Modelling structural zeros in compositional data

This analysis was stimulated by the real data analysis problem of household expenditure data. The full dataset contains expenditure data for a sample of 1224 households. The expenditure is broken down at 2 hierarchical levels: 9 major levels (e.g. housing, food, utilities etc.) and 92 minor levels. There are also 5 factors and 5 covariates at the household level. Not surprisingly, there are a small number of zeros at the major level, but many zeros at the minor level. The question is how best to model the zeros.
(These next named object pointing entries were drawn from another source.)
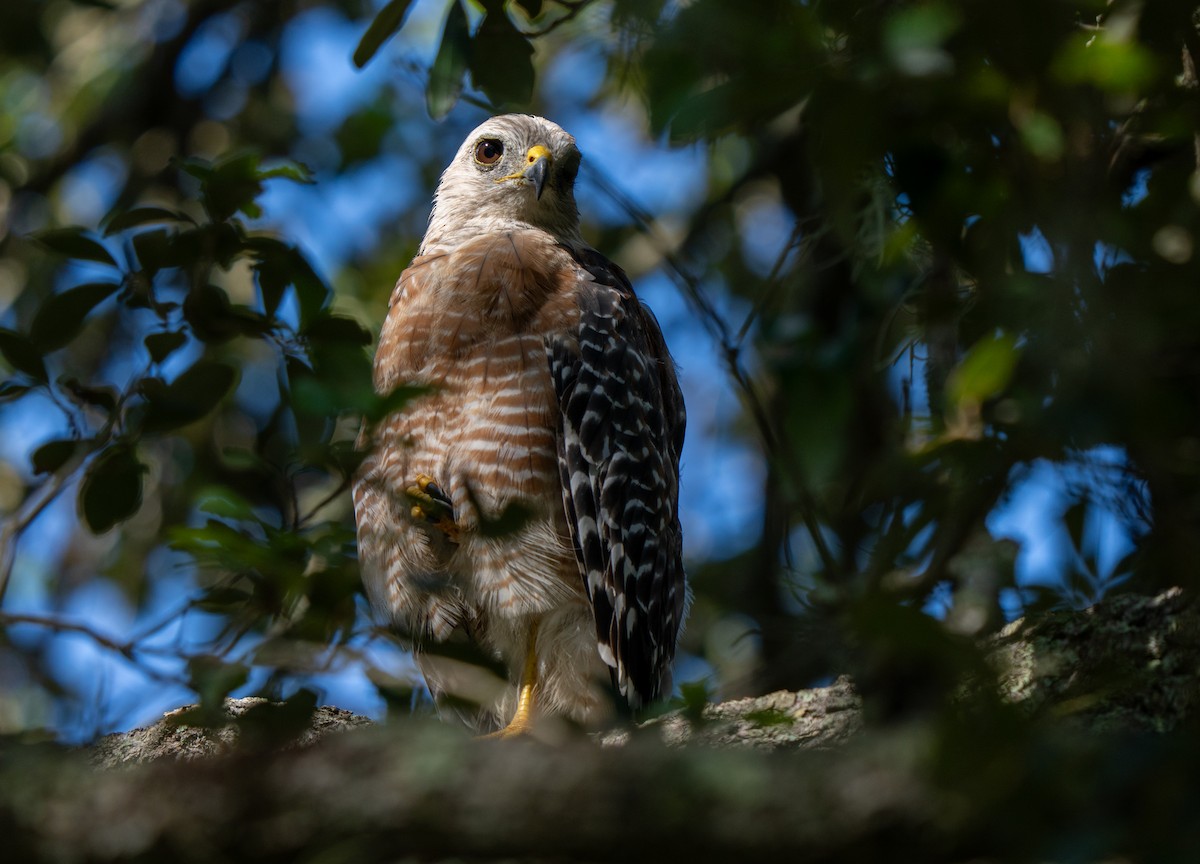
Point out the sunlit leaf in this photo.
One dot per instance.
(111, 491)
(141, 216)
(531, 7)
(295, 172)
(214, 679)
(984, 372)
(61, 316)
(223, 502)
(389, 21)
(75, 243)
(450, 65)
(1105, 64)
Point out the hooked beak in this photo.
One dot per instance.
(538, 168)
(538, 161)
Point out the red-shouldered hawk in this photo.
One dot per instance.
(552, 399)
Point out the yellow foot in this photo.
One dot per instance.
(514, 730)
(527, 696)
(431, 504)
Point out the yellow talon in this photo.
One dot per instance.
(522, 719)
(431, 504)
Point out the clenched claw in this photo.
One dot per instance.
(432, 505)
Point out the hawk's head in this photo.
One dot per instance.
(514, 169)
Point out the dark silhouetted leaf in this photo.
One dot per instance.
(53, 455)
(22, 354)
(312, 293)
(531, 7)
(155, 250)
(502, 61)
(331, 328)
(187, 399)
(213, 679)
(75, 243)
(295, 172)
(450, 65)
(99, 397)
(112, 489)
(388, 22)
(141, 216)
(215, 319)
(161, 346)
(61, 317)
(9, 390)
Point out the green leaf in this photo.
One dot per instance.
(22, 354)
(984, 372)
(388, 22)
(156, 250)
(112, 489)
(61, 316)
(502, 61)
(337, 329)
(531, 7)
(53, 455)
(141, 216)
(75, 243)
(312, 293)
(1105, 63)
(226, 503)
(191, 396)
(162, 345)
(213, 681)
(450, 65)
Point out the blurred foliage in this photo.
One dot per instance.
(990, 265)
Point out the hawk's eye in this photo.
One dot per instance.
(489, 151)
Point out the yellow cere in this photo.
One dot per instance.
(535, 153)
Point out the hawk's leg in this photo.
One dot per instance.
(522, 719)
(432, 505)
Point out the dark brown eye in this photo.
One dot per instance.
(489, 151)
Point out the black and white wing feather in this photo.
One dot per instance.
(621, 432)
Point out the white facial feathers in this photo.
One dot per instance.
(493, 183)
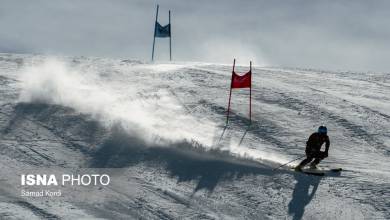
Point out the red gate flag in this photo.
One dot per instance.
(243, 81)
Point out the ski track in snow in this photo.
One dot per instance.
(190, 165)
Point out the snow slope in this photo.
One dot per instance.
(159, 130)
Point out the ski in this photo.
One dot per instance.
(319, 172)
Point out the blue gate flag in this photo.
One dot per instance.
(162, 31)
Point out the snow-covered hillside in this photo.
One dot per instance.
(159, 129)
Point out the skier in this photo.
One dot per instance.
(313, 148)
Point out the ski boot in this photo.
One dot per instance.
(298, 168)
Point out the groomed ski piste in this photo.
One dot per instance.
(162, 126)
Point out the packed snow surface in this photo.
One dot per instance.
(160, 130)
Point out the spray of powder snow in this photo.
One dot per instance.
(53, 82)
(153, 116)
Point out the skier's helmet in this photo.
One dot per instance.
(322, 130)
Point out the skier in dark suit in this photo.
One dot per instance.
(313, 148)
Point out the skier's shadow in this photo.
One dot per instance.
(303, 194)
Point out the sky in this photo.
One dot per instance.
(323, 34)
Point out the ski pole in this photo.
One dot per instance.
(289, 162)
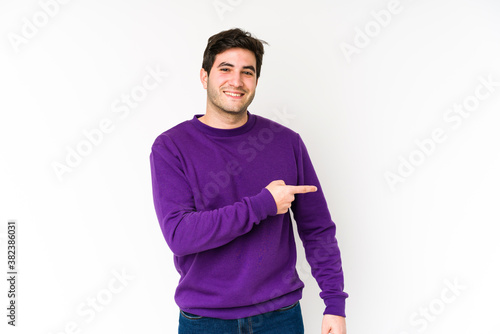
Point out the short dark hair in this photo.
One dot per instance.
(232, 38)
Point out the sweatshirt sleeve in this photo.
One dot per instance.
(186, 230)
(318, 234)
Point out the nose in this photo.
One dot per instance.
(236, 80)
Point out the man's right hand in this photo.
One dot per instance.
(284, 195)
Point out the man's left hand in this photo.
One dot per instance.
(333, 324)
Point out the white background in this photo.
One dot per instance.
(359, 115)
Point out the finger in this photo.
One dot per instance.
(303, 189)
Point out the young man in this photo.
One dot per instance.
(223, 184)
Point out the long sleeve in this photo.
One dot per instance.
(318, 234)
(187, 230)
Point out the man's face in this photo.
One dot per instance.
(232, 81)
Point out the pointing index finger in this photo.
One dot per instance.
(303, 189)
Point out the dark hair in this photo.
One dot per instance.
(233, 38)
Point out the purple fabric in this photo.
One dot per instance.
(236, 257)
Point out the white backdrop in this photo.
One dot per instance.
(397, 102)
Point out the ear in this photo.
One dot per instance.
(204, 78)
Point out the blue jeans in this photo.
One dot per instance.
(285, 320)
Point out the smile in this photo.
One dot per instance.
(234, 94)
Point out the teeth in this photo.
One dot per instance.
(232, 94)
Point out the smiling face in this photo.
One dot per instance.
(232, 81)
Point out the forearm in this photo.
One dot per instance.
(188, 232)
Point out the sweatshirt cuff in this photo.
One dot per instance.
(264, 204)
(335, 306)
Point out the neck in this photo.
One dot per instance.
(224, 120)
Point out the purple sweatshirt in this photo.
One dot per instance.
(236, 257)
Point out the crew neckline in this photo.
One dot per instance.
(224, 132)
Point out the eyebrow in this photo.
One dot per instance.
(249, 67)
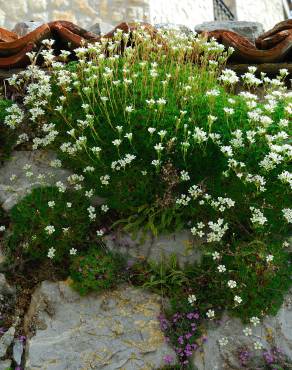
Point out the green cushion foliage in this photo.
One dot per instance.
(172, 140)
(38, 228)
(97, 270)
(7, 137)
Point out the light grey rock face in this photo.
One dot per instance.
(181, 244)
(101, 28)
(5, 288)
(4, 365)
(250, 30)
(172, 26)
(23, 28)
(18, 348)
(111, 331)
(6, 340)
(12, 192)
(277, 328)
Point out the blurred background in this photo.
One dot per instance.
(109, 13)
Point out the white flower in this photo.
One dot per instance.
(192, 299)
(257, 345)
(228, 77)
(158, 147)
(100, 232)
(216, 256)
(117, 142)
(247, 331)
(237, 299)
(65, 230)
(50, 229)
(56, 163)
(104, 179)
(269, 258)
(232, 284)
(104, 208)
(129, 109)
(218, 230)
(162, 134)
(89, 193)
(287, 213)
(184, 176)
(254, 320)
(61, 187)
(91, 213)
(221, 268)
(129, 136)
(223, 342)
(88, 169)
(96, 150)
(229, 111)
(156, 163)
(51, 253)
(258, 217)
(210, 314)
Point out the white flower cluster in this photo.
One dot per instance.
(122, 163)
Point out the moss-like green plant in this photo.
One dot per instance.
(97, 270)
(48, 223)
(7, 136)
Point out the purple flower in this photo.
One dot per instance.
(180, 340)
(188, 335)
(168, 359)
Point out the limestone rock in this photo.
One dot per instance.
(277, 329)
(181, 244)
(6, 340)
(18, 349)
(173, 26)
(110, 331)
(5, 288)
(250, 30)
(23, 28)
(101, 28)
(12, 192)
(5, 365)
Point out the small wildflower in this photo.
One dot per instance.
(232, 284)
(221, 268)
(223, 342)
(254, 320)
(50, 229)
(192, 299)
(210, 314)
(51, 253)
(99, 232)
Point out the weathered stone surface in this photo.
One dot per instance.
(181, 244)
(101, 28)
(5, 288)
(110, 331)
(18, 349)
(4, 365)
(173, 26)
(6, 340)
(250, 30)
(12, 191)
(275, 331)
(23, 28)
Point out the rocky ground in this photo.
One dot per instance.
(114, 330)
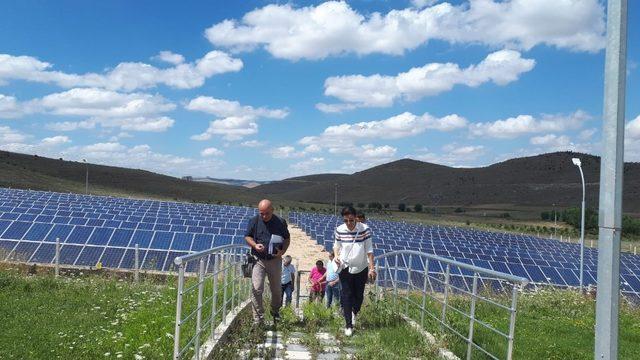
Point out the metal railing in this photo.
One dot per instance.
(210, 285)
(434, 285)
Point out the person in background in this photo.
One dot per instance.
(288, 279)
(353, 250)
(333, 282)
(317, 280)
(268, 237)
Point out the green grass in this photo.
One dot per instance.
(84, 318)
(379, 334)
(550, 324)
(91, 316)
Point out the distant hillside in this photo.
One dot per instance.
(320, 182)
(234, 182)
(39, 173)
(538, 180)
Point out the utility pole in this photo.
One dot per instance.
(611, 174)
(335, 201)
(86, 178)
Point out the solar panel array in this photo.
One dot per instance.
(542, 261)
(105, 230)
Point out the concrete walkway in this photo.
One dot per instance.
(294, 348)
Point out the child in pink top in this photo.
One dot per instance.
(318, 284)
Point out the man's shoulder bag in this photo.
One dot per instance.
(247, 266)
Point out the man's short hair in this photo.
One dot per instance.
(348, 210)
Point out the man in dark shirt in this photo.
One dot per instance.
(269, 238)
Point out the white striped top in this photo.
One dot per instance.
(352, 247)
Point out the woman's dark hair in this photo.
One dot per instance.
(348, 210)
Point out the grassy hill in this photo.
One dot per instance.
(40, 173)
(538, 180)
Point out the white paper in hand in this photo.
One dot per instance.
(275, 244)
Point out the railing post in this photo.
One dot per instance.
(57, 268)
(377, 288)
(424, 294)
(409, 283)
(512, 320)
(298, 288)
(136, 270)
(199, 309)
(472, 315)
(446, 294)
(234, 278)
(395, 285)
(428, 279)
(176, 337)
(214, 300)
(226, 285)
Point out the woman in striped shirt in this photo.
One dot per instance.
(353, 250)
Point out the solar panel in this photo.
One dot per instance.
(103, 229)
(542, 261)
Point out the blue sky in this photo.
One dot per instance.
(262, 90)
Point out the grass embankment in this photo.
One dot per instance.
(91, 316)
(379, 333)
(550, 324)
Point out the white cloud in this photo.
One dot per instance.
(226, 108)
(500, 67)
(334, 28)
(109, 109)
(142, 156)
(9, 107)
(550, 140)
(9, 135)
(211, 152)
(252, 143)
(423, 3)
(237, 121)
(526, 124)
(309, 166)
(632, 128)
(587, 134)
(55, 140)
(632, 140)
(285, 152)
(453, 154)
(231, 128)
(372, 152)
(170, 57)
(127, 76)
(17, 141)
(339, 138)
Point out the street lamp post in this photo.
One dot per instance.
(86, 178)
(578, 163)
(555, 224)
(335, 201)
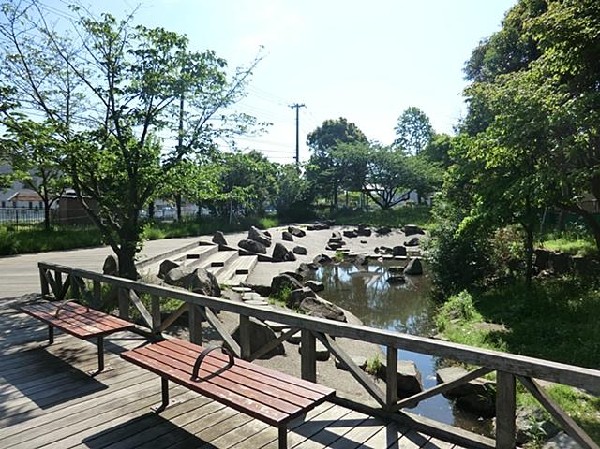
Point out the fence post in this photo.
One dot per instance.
(308, 351)
(245, 336)
(195, 323)
(45, 288)
(506, 409)
(391, 377)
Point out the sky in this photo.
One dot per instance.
(364, 60)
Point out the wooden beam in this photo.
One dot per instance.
(441, 388)
(358, 374)
(214, 321)
(506, 410)
(173, 317)
(565, 421)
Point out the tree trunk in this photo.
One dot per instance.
(178, 206)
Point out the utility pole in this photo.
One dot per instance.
(297, 107)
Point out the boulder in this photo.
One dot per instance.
(198, 281)
(298, 295)
(412, 230)
(296, 231)
(166, 266)
(259, 335)
(383, 230)
(219, 238)
(280, 253)
(318, 307)
(259, 236)
(111, 265)
(315, 286)
(541, 259)
(252, 246)
(414, 267)
(299, 250)
(409, 379)
(283, 282)
(322, 259)
(413, 242)
(396, 279)
(399, 250)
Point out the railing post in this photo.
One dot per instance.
(506, 409)
(245, 336)
(308, 350)
(391, 377)
(156, 318)
(44, 286)
(97, 295)
(195, 323)
(123, 298)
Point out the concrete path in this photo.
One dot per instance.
(19, 274)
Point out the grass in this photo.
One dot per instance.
(36, 240)
(554, 320)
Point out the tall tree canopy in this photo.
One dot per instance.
(413, 131)
(109, 88)
(324, 170)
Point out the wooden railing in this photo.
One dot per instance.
(57, 280)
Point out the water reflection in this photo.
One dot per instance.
(405, 308)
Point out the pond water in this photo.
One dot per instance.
(405, 308)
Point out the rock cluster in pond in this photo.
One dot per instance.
(197, 280)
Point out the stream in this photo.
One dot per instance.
(405, 308)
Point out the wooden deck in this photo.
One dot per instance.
(48, 400)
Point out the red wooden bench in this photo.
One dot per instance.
(79, 321)
(265, 394)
Clearly, models that try to add a small amount to the zero terms are not appropriate in general as at least some of the zeros are clearly structural, e.g. alcohol/tobacco for households that are teetotal. The key question then is how to build suitable conditional models. For example, is the sub-composition of spending excluding alcohol/tobacco similar for teetotal and non-teetotal households? In other words, we are looking for sub-compositional independence. Also, what determines whether a household is teetotal? Can we assume that it is independent of the composition? In general, whether teetotal will clearly depend on the household level variables, so we need to be able to model this dependence. The other tricky question is that with zeros on more than one component, we need to be able to model dependence and independence of zeros on the different components. Lastly, while some zeros are structural, others may not be, for example, for expenditure on durables, it may be chance as to whether a particular household spends money on durables within the sample period. This would clearly be distinguishable if we had longitudinal data, but may still be distinguishable by looking at the distribution, on the assumption that random zeros will usually be for situations where any non-zero expenditure is not small. While this analysis is based on around economic data, the ideas carry over to many other situations, including geological data, where minerals may be missing for structural reasons (similar to alcohol), or missing because they occur only in random regions which may be missed in a sample (similar to the durables)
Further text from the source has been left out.